There's been a rash of stories about "Chinese spies" probing the networks that control the US electricity network (and the causing a blackout in one case). As we know already, these networks are the Achilles Heal of modern society and are, by design, are easy to disrupt (efficient organic design creates scale free hubs that can cause cascades of failure). Successful disruption of these networks can create the fear, uncertainty, and doubt necessary to create widespread societal/economic disruption
NOTE: Highly disruptive cyber attacks are still in the early stages of the trend line and can't be considered a major or existential security threat yet. In contrast, cyber criminality is well along the trend line, and is already heavily "taxing" electronic commerce.
It's clear that the "spy" label used in these articles is being used very loosely (likely an attempt to generate funding for US cyber warfare/defense efforts). In reality, both China and Russia outsource their cyber warfare to criminal and vigilante groups (part of the long tail of modern warfare). The benefits of using an open source approach to cyber warfare include: efficiency (little to no cost), best of breed skills (developed in the criminal economy), and complete deniability (essential for offensive cyber warfare activity). The costs of this approach is that these groups continue to operate 24/7 -- probing, extorting, coercing, and breaking networks. Further, the large numbers of people involved means that motives/efforts are all over the map and aren't coordinated. See this article in the Economist for more.
Platform Defense: The US intelligence/defense establishment needs to rethink how they approach this threat. First, they should focus only on those networks that represent critical infrastructure and defense/political functions (only the most important). Trying to defend all networks, including those run by corporations, from a threat this broad is futile and overly expensive. If the set of networks involved is small enough ("a platform" that defines the core network functions of the US), it may be possible to draw a line in the sand around them. Crossing that boundary would result in a massive effort to find the culprits.
Asymmetry and Rapid Reserves/Militias: Offensive cyber warfare is an asymmetric threat. It's impossible to build an offensive institutional capability in this realm. If it is needed during a time of extreme danger, it can be quickly outsourced to individuals and corporations with the requisite capability (we likely have more and better capability to conduct cyber warfare in the US than anywhere in the world if needed) with nearly zero ramp-up time.
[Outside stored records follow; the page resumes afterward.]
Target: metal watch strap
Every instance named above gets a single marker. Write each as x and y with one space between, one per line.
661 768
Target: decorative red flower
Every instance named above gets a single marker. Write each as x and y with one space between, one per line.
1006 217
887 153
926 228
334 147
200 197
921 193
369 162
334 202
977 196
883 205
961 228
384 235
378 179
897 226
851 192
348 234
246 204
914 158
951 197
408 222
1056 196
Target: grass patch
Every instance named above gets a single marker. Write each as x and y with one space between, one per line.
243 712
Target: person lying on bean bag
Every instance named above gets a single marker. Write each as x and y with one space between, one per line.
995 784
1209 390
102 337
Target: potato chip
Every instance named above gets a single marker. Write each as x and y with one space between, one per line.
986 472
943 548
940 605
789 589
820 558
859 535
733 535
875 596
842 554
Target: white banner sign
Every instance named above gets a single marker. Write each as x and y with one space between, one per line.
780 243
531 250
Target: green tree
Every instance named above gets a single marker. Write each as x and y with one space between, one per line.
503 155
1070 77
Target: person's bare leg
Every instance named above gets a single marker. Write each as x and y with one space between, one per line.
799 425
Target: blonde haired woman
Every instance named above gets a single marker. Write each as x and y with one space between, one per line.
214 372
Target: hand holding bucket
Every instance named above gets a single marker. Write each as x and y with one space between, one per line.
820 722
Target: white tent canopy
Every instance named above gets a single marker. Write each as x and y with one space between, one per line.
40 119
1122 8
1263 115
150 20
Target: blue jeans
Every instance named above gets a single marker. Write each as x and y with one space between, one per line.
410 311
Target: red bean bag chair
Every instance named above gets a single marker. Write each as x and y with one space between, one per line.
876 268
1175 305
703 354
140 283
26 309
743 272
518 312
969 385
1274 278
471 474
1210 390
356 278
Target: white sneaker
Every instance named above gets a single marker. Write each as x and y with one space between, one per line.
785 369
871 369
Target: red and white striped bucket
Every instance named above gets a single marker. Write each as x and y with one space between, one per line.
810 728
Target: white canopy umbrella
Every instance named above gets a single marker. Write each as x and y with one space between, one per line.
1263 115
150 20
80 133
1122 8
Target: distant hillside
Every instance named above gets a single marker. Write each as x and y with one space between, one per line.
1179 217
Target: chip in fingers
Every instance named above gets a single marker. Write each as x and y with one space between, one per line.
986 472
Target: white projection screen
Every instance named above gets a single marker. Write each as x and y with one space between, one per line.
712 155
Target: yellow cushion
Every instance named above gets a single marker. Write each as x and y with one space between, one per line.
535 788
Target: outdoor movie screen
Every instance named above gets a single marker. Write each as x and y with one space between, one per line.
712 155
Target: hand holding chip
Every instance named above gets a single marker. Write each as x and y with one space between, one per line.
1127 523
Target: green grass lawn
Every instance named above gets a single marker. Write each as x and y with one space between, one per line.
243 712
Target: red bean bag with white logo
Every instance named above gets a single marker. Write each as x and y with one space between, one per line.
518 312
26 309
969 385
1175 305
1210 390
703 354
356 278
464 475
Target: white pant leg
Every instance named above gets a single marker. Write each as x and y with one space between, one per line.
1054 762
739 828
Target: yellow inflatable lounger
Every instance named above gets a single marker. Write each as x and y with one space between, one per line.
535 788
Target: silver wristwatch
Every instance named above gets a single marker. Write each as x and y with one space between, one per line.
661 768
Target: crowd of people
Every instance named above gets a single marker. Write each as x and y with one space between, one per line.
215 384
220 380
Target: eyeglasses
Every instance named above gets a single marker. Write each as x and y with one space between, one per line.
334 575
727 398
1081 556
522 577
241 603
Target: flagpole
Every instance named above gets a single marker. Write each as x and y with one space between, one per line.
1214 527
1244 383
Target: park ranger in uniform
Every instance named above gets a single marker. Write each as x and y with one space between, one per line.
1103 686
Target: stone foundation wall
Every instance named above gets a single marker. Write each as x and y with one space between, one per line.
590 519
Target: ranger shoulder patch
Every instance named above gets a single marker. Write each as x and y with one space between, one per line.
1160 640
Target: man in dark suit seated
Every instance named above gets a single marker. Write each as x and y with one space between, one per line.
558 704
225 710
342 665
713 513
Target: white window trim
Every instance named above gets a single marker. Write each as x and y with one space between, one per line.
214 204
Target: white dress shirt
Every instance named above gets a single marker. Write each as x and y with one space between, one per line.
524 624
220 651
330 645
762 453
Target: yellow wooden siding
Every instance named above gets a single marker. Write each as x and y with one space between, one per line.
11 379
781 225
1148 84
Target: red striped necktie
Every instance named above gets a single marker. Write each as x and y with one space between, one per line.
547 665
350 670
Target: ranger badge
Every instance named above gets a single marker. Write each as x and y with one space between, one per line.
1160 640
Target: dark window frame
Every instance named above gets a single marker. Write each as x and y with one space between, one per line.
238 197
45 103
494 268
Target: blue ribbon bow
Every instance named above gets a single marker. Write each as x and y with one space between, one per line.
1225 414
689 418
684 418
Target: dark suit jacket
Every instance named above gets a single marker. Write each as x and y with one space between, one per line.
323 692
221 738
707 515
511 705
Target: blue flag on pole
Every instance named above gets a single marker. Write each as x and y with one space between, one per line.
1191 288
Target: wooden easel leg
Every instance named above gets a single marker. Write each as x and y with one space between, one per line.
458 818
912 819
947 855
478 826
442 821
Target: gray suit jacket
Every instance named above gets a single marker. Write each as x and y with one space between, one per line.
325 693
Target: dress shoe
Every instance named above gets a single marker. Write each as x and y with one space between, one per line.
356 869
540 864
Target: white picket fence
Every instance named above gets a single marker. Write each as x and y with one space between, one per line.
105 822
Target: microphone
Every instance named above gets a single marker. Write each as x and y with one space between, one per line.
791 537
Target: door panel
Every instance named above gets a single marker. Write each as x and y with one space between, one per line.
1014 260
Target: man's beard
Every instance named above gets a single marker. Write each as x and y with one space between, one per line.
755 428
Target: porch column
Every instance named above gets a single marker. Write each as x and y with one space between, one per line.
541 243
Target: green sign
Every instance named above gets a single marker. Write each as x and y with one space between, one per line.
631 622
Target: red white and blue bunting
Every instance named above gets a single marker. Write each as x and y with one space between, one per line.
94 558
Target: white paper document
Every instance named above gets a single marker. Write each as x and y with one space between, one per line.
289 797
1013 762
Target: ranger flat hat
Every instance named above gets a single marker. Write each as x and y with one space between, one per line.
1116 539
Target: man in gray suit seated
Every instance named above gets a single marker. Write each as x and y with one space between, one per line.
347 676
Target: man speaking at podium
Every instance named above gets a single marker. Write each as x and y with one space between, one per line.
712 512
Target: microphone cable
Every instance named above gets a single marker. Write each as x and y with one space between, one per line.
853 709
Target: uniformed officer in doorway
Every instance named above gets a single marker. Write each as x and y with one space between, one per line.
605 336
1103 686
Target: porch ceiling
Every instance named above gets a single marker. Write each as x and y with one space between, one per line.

Since the opposition is using individuals and small groups to conduct offensive operations, every effort should be made to identify the hubs (people) of these networks to defuse, interdict, and counter-attack when necessary (piercing the cyber veil and getting to the actual person involved).
Decentralization: The only long term defense against cyber warfare and offensive cyber criminality (and the threat and disruption will only grow with time as more systems are integrated), is to move towards resilient communities. At that point, cyber attacks will be little more than an annoyance.
FINAL NOTE: Since Russia and China don't control their open source cyber capability, we may see an offensive event that causes mass disruption in the US/Europe. If it is large and deep enough, it could result in a cascade of events that result in war (and potentially even MAD) if we continue to think in terms of legacy notions of terrorism and cyber warfare (in that it can only be state sponsored or controlled).
Nils Gilman, of Monitor, has a good article on this (their research also confirms the points made above) in the IET.